Note that the RooProdPdf is for cases where you want to multiply PDFs. It’s not for multiplicative scale factors.

Dear Stephan,
Thanks for your clarification. Yes, your understanding is correct. I will compute the final Nsig according to your suggested way.

Thanks,
V. Prasad

Hello Stephan,
I have used the following code snippet to produce the projection and pull plots of a particular variable in the simultaneous fit. Please find the corresponding plots from the attachment. While looking at the projection plot, it hard to believe that the pull distribution is correct. Am I doing something wrong? Kindly clarify me.

Thanks,
V. Prasad

  RooPlot* frame1 = Dikmass.frame(Bins(100)) ;
  frame1->SetName("SigPDF");
  combData.plotOn(frame1,Cut("sample==sample::mbcSG")) ;
  simPdf.plotOn(frame1,Slice(sample,"mbcSG"),ProjWData(sample,combData)) ;
simPdf.plotOn(frame1,Slice(sample,"mbcSG"),Components("fx0"),ProjWData(sample,combData),LineStyle(kDashed),LineColor(3)) ;
simPdf.plotOn(frame1,Slice(sample,"mbcSG"),Components("fx1"),ProjWData(sample,combData),LineStyle(kDashed),LineColor(2)) ;
  simPdf.plotOn(frame1,Slice(sample,"mbcSG"),Components("fx2"),ProjWData(sample,combData),LineStyle(kDashed),LineColor(4)) ;
  simPdf.plotOn(frame1,Slice(sample,"mbcSG"),Components("fx3"),ProjWData(sample,combData),LineStyle(kDashed),LineColor(7)) ;
  frame1->Draw() ;

  RooHist* resdkk = frame1->pullHist();
  RooPlot* frame1_ = Dikmass.frame(Title("Pull Distribution")) ;
  frame1_->SetName("resdKK");
  frame1_->addPlotable(resdkk,"P") ;

mkkdist.pdf (26.6 KB) pull.pdf (20.1 KB)

The fit looks ok, but the pulls are not pulls. The distribution looks exactly like data.

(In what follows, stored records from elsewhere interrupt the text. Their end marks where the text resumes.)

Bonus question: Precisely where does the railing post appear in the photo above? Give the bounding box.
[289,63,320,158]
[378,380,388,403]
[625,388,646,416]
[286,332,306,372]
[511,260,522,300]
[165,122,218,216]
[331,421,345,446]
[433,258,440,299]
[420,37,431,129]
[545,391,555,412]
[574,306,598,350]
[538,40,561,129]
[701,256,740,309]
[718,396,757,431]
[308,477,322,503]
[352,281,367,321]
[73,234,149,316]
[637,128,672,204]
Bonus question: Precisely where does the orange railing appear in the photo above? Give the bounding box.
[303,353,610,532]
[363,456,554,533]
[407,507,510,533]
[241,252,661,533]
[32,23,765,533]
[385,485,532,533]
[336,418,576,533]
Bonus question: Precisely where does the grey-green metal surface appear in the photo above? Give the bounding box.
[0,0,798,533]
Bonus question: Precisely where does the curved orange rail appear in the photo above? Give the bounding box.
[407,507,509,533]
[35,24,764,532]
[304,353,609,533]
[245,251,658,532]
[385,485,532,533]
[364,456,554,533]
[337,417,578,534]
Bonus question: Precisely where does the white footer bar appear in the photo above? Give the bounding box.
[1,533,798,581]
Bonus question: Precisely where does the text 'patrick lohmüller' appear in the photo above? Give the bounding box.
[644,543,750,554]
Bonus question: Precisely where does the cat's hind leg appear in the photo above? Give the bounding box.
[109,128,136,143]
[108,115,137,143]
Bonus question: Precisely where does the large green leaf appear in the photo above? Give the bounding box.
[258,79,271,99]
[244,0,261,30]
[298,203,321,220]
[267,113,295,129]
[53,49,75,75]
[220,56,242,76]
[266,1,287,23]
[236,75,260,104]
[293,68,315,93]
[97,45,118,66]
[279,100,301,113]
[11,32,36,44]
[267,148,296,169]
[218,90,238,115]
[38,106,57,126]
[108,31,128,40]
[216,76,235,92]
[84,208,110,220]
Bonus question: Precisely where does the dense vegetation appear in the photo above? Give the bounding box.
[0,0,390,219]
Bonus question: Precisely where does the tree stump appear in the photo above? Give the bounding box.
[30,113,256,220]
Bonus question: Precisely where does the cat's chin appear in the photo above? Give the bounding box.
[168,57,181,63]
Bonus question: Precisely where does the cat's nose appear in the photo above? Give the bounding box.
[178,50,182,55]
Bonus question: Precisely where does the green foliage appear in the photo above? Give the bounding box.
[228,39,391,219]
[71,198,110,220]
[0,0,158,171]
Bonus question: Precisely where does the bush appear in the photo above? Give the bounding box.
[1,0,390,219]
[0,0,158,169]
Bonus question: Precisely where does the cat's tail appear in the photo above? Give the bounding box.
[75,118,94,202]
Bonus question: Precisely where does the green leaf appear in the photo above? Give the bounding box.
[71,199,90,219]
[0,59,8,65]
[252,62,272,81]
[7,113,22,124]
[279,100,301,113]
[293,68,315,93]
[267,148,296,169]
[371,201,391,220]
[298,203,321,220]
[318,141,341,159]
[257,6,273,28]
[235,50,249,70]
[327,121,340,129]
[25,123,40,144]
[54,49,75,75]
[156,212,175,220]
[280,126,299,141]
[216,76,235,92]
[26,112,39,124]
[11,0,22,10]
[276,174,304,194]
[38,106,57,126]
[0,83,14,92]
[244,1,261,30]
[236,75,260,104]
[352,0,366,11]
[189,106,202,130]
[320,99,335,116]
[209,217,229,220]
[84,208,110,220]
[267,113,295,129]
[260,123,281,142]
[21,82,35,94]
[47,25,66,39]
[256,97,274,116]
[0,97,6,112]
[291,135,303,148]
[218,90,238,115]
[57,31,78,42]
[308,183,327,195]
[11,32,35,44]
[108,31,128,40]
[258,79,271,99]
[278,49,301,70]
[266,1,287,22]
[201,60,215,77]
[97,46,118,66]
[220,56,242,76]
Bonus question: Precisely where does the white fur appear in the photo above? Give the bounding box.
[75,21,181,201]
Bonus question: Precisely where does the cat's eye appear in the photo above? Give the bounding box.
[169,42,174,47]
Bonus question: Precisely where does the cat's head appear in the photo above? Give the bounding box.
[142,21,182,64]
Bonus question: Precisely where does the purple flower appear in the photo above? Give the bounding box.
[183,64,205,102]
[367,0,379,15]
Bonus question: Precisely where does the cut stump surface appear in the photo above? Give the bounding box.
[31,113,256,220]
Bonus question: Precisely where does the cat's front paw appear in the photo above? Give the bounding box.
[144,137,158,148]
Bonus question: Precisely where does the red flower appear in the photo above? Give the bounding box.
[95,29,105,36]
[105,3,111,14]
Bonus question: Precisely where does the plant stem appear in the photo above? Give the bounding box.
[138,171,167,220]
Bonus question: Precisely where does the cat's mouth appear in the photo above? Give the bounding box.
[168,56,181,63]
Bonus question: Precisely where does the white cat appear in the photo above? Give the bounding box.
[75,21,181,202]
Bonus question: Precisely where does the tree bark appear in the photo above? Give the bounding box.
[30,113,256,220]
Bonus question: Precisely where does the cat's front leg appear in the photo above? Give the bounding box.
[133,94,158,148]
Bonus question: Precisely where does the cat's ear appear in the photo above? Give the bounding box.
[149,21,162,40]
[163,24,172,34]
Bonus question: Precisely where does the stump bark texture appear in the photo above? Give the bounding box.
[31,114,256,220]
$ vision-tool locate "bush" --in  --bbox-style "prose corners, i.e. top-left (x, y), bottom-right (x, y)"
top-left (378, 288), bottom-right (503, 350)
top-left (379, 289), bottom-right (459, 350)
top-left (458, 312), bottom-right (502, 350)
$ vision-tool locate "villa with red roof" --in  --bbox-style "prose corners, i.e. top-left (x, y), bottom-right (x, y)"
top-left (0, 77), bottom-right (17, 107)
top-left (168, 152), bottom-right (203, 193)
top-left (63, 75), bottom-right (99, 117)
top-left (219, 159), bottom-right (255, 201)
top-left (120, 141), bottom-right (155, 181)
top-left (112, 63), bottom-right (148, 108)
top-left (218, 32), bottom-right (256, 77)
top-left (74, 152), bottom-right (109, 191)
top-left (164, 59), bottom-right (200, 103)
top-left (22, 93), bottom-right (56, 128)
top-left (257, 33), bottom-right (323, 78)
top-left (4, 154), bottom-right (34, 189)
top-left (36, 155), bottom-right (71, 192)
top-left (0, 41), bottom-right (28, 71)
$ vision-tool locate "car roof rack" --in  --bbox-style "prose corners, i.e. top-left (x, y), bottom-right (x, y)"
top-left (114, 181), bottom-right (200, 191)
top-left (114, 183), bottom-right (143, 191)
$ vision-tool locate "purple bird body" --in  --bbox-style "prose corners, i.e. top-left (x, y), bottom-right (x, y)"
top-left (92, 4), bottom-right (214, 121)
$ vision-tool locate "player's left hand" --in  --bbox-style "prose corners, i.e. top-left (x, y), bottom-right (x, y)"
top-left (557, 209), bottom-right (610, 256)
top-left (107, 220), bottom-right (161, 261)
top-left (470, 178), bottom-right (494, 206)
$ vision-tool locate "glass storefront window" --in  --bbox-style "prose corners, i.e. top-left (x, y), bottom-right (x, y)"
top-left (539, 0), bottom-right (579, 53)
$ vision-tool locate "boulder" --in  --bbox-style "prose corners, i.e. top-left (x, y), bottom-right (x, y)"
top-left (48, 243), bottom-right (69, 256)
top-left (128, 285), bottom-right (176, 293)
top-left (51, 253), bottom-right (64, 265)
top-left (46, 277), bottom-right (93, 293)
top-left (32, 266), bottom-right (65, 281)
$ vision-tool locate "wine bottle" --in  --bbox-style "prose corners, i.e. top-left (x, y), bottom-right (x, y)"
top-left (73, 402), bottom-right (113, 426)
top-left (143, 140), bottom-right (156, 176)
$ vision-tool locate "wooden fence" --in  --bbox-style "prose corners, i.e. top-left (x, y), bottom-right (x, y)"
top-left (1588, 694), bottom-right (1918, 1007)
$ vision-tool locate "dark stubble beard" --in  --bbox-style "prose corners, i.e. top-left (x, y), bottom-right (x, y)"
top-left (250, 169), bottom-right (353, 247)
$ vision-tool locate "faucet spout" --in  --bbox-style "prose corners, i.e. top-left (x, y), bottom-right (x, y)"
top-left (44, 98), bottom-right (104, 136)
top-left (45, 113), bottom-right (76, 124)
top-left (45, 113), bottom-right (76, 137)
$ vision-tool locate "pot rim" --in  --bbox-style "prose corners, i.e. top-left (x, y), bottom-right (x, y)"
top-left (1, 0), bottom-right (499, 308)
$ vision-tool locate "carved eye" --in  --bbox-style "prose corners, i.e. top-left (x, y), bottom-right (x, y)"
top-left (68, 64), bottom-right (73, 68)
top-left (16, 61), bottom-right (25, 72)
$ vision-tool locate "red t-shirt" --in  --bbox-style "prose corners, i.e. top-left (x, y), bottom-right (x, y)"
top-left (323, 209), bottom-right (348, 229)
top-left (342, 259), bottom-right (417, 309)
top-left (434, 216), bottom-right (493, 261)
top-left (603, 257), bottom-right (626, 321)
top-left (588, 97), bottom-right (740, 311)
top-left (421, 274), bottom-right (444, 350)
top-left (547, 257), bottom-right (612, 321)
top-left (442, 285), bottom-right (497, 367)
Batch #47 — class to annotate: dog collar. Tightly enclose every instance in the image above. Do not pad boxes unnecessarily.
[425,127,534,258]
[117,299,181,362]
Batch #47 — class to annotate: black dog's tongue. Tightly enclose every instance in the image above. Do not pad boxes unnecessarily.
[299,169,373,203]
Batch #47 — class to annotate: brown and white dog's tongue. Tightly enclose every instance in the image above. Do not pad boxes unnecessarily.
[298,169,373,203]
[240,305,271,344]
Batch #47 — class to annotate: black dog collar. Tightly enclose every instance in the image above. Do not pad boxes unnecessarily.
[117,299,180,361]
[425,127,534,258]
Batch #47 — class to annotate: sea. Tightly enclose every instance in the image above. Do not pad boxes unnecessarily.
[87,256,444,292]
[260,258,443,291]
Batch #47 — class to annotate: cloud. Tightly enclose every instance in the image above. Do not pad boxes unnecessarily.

Here is an example how to create pulls:
https://root.cern.ch/doc/master/rf109__chi2residpull_8C.html

Yes, I have used the same method to create the pull, as can be seen below.

RooHist* resdkk = frame1->pullHist();
RooPlot* frame1_ = Dikmass.frame(Title(“Pull Distribution”)) ;
frame1_->SetName(“resdKK”);
frame1_->addPlotable(resdkk,“P”) ;

It seems that this code computes the fit residual as combData - fit. I have noticed that the fit does not describe well the data unless I require the following condition:

combData.plotOn(frame1,Cut(“sample==sample::mbcSG”)) ;

So I need to apply a similar cut before creating the pull. But, I don’t find any example for the same.

Thanks,
V. Prasad

1 Like

Yes, you have to cut, because otherwise it’s not clear which of the categories in the simultaneous PDF should be drawn. Can you confirm that the residual histogram does not work correctly when you first apply the cut to the data, then draw data and fit curves, and then create the pull histogram from the frame where you drew data and fit curves?

The pull and residual histograms are created by finding the first curve and the first dataset that have been drawn on the frame, unless you pass the names of the curves explicitly.
https://root.cern.ch/doc/master/classRooPlot.html#a0d3911db1f4e0ba5cfcf9e182eea3ed0

Thanks for your suggestion. The problem is solved after making the following changes:

RooPlot* frame1 = Dikmass.frame(Bins(100)) ;
combData.plotOn(frame1,Cut(“sample==sample::mbcSG”),Name(“datakksig”)) ;

simPdf.plotOn(frame1,Slice(sample,“mbcSG”),ProjWData(sample,combData),Name(“pdfkksig”)) ;

RooHist* resdkk = frame1->pullHist(“datakksig”,“pdfkksig”);
RooPlot* frame1_ = Dikmass.frame(Title(“Pull Distribution”)) ;
frame1_->SetName(“resdKK”);
frame1_->addPlotable(resdkk,“P”) ;

1 Like

:+1: !

This topic was automatically closed 14 days after the last reply. New replies are no longer allowed.